UNISON celebrates NHS 70th birthday with the Mayor of London

NHS employers and staff joined together to celebrate 70 years of the NHS at City Hall on Wednesday 4 July at the invitation of UNISON and the Mayor of London, Sadiq Khan.

The seminar was one in a series of events across the capital this week recognising the extraordinary work that takes place every day in our NHS.

The event, chaired by Greater London Regional Secretary Maggi Ferncombe Speakers saw speakers express caution over the future of our health service at a time where it is threatened like never before.

Opening the event, Maggi Ferncombe said: “This is about celebrating everything that makes our NHS the greatest achievement of our movement.

“Its also about celebrating all staff, not just uniformed staff but cleaners, porters, technicians, administrators, everyone behind the scenes, without whom the NHS simply would not function.”

LAS UNISON Branch Chair Tim Stephens (far left) with his cycle paramedic training cohort

Tim Stephens, London Ambulance Service paramedic and Chair of the LAS UNISON Branch, said:

“My father has often described to me how he survived TB as a child in the early 50s, right at the start of the NHS, and how basic the care was.  But it was care he would never have had without an NHS, coming from a fairly poor inner city family.

“The kind of care the Ambulance Service provides now out on the streets of London and in peoples homes, the developments in how we respond and the high level of continued training clinical staff like me get would have been pretty much unimaginable 70 years ago.

“This is something I am most proud of, in the situations we find ourselves responding to we meet people in need and the care we give is based on what they need, nothing else.”
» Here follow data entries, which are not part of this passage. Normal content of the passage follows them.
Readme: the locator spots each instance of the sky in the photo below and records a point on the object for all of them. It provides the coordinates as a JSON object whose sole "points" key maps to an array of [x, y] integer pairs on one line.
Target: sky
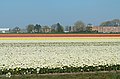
{"points": [[47, 12]]}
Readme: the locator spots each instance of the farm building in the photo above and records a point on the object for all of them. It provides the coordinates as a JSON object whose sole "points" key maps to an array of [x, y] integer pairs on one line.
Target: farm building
{"points": [[107, 29]]}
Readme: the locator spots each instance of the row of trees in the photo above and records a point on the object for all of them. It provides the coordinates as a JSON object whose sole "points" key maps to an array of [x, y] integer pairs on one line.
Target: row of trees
{"points": [[78, 26]]}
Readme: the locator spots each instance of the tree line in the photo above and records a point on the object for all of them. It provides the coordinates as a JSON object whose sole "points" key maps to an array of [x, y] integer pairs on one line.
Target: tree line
{"points": [[78, 27]]}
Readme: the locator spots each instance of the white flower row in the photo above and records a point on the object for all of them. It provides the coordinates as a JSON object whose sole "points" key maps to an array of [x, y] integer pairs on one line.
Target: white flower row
{"points": [[51, 56]]}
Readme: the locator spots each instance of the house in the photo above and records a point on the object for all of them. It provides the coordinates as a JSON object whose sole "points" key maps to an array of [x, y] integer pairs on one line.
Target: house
{"points": [[106, 29], [4, 30]]}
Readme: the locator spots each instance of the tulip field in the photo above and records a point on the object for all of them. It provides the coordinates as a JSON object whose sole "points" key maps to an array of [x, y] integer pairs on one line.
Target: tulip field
{"points": [[58, 54]]}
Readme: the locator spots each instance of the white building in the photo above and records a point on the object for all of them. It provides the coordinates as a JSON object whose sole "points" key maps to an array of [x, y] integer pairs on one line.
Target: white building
{"points": [[4, 30]]}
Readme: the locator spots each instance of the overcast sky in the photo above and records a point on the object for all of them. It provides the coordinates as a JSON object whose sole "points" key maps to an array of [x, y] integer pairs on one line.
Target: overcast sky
{"points": [[47, 12]]}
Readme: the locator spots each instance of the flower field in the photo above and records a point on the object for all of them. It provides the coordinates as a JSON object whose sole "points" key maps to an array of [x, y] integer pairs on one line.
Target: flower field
{"points": [[58, 54]]}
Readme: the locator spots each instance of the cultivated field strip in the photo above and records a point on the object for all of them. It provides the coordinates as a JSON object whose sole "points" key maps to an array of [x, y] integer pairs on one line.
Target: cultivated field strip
{"points": [[59, 44], [58, 53]]}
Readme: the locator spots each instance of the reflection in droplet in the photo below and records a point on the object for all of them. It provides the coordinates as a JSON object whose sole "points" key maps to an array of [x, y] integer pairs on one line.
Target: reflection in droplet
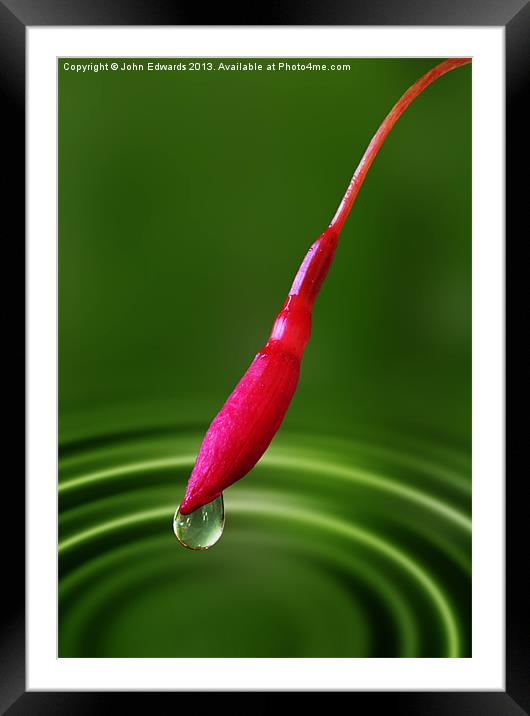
{"points": [[202, 528]]}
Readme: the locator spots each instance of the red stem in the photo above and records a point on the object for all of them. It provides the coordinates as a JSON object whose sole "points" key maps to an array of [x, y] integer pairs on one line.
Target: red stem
{"points": [[247, 422], [382, 133]]}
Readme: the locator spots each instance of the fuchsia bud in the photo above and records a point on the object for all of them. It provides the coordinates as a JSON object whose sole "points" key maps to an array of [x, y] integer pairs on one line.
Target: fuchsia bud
{"points": [[247, 422]]}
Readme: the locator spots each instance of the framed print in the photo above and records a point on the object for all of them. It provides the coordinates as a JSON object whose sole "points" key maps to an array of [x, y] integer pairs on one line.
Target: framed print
{"points": [[343, 519]]}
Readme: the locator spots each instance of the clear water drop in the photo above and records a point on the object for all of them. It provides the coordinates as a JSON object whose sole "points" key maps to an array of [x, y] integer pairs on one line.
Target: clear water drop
{"points": [[202, 528]]}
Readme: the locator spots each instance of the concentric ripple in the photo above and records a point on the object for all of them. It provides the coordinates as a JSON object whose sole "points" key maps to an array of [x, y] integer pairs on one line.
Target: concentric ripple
{"points": [[332, 548]]}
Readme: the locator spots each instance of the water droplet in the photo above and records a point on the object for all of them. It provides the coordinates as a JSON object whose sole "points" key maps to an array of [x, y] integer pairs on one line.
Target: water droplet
{"points": [[202, 528]]}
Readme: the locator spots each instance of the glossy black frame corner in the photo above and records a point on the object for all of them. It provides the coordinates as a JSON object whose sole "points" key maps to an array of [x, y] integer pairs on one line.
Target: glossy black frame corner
{"points": [[514, 15]]}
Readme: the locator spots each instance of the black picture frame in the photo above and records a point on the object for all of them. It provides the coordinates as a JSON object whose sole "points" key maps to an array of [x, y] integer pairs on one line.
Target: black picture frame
{"points": [[514, 16]]}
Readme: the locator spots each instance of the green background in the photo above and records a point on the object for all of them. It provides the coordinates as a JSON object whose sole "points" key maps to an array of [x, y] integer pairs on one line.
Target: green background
{"points": [[186, 202]]}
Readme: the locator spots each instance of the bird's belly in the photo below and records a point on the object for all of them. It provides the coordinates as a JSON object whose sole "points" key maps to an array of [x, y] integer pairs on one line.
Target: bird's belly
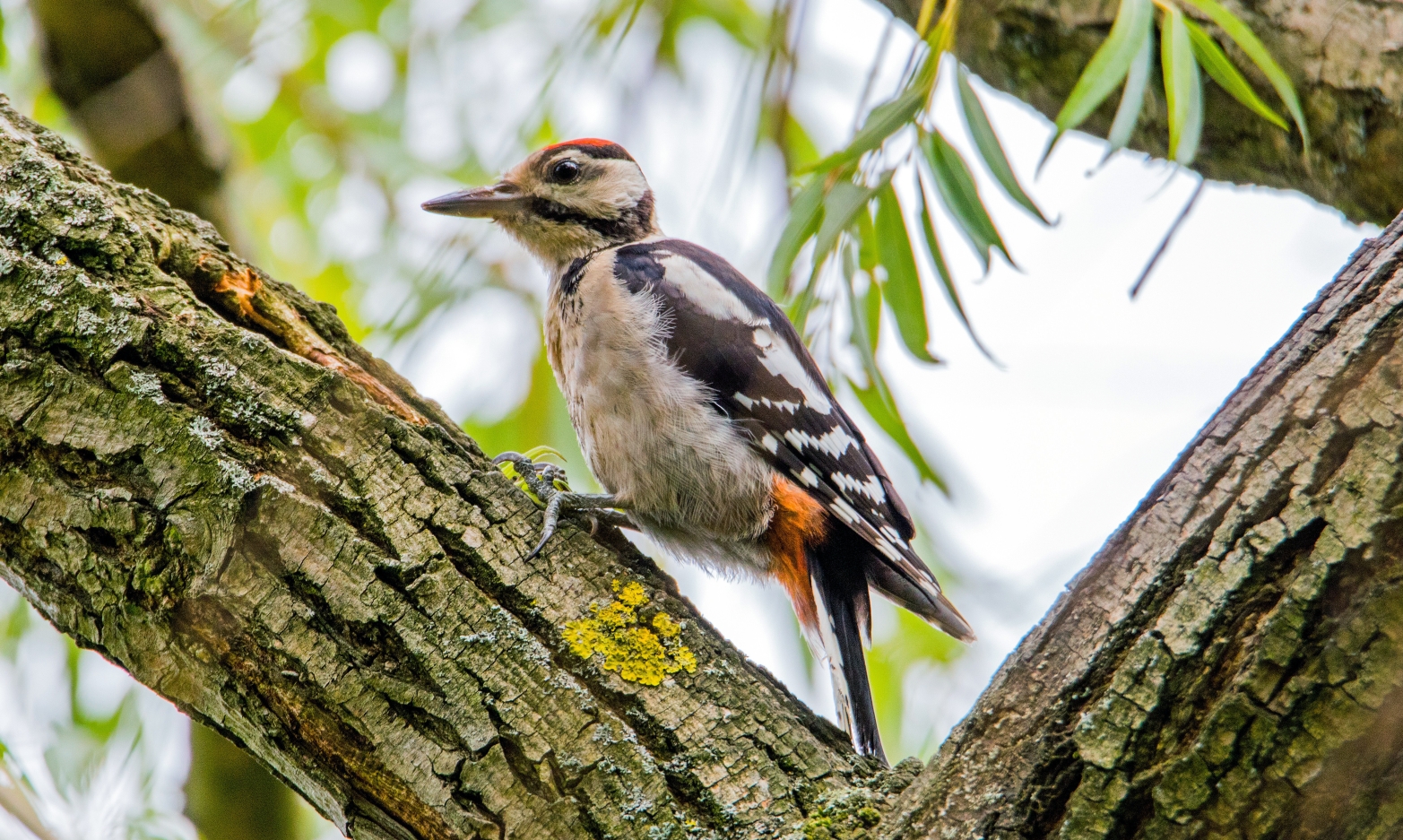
{"points": [[654, 439]]}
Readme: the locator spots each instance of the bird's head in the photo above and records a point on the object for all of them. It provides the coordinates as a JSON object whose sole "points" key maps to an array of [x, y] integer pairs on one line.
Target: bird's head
{"points": [[564, 201]]}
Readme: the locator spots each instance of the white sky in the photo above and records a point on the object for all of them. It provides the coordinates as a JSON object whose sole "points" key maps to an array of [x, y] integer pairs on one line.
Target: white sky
{"points": [[1097, 393], [1048, 454]]}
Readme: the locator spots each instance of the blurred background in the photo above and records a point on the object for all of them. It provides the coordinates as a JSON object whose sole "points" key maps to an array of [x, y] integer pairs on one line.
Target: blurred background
{"points": [[309, 131]]}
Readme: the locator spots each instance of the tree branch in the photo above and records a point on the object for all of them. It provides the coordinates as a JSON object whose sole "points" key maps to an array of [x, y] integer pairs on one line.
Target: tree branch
{"points": [[1340, 55], [1229, 663], [205, 481]]}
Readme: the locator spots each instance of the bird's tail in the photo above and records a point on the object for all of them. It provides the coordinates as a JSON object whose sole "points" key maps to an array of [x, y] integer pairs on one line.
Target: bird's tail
{"points": [[844, 618]]}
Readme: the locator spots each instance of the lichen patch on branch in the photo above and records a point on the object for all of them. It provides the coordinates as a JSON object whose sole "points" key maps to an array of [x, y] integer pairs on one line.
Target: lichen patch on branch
{"points": [[638, 653]]}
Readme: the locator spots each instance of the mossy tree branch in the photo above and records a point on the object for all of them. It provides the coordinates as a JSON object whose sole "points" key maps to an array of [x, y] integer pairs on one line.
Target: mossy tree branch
{"points": [[1231, 663], [203, 479], [1343, 57]]}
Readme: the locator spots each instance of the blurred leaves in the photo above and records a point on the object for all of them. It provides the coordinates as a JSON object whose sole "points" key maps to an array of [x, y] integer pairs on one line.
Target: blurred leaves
{"points": [[913, 645], [1184, 48], [77, 758]]}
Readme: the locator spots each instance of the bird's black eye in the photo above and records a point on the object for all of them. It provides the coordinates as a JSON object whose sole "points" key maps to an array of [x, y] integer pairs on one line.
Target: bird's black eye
{"points": [[564, 171]]}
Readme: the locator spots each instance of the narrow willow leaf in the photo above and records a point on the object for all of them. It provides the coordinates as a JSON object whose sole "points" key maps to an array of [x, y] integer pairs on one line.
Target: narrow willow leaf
{"points": [[943, 35], [1244, 39], [806, 215], [1212, 59], [1132, 99], [903, 285], [876, 400], [866, 236], [881, 122], [1109, 66], [988, 144], [960, 196], [928, 9], [841, 206], [866, 312], [1183, 89], [938, 257]]}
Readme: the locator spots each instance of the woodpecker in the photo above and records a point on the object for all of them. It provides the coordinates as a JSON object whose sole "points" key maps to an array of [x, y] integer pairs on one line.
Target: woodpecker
{"points": [[702, 412]]}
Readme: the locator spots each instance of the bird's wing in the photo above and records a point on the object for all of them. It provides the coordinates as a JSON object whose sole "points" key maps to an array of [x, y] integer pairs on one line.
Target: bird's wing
{"points": [[732, 338]]}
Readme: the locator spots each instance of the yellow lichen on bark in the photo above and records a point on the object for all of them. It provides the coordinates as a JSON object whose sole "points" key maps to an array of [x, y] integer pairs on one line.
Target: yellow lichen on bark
{"points": [[633, 650]]}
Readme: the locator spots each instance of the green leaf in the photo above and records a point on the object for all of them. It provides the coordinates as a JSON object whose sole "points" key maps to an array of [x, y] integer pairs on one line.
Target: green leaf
{"points": [[1107, 67], [879, 405], [1212, 59], [948, 283], [1183, 89], [806, 213], [866, 236], [877, 397], [988, 143], [1244, 39], [1132, 97], [903, 285], [961, 196], [841, 206], [881, 122]]}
Deborah O’Dea, Chair for many years of the London NHS HR Directors Network and long-standing HR Director and Acting Trust Chief Executive, currently an NHS Mediator, spoke on the important role the NHS had played in her life and the opportunities it had provided to her.

However, she also warned that the NHS needed to innovate and see increased investment or risk falling behind other developed nations on quality of care and patient outcomes.

She said: “Deprive the NHS of staff and you deprive the country of that knowledge, skill and attitude.

“I am grateful that the Home Office seems now to look more favourably on overseas skilled doctors, nurses, therapists and other essential staff joining the NHS.

“Depriving the NHS of staff is a sure way to bring about its demise.”

Tim Stephens and Dr Rosena Allin-Khan MP cut the cake

Dr Rosena Allin-Khan MP gave a moving speech about her experiences working as an A&E doctor in her Tooting constituency at St George’s Hospital.

She said: “I can sum up what the NHS means to me in four words – a cup of tea.

“It’s the cup of tea I was given when I gave birth and my baby was taken away due to complications.

“It’s the cup of tea I share with paramedics after we’ve done our best to save someone but they haven’t made it. That’s the NHS I fight for.”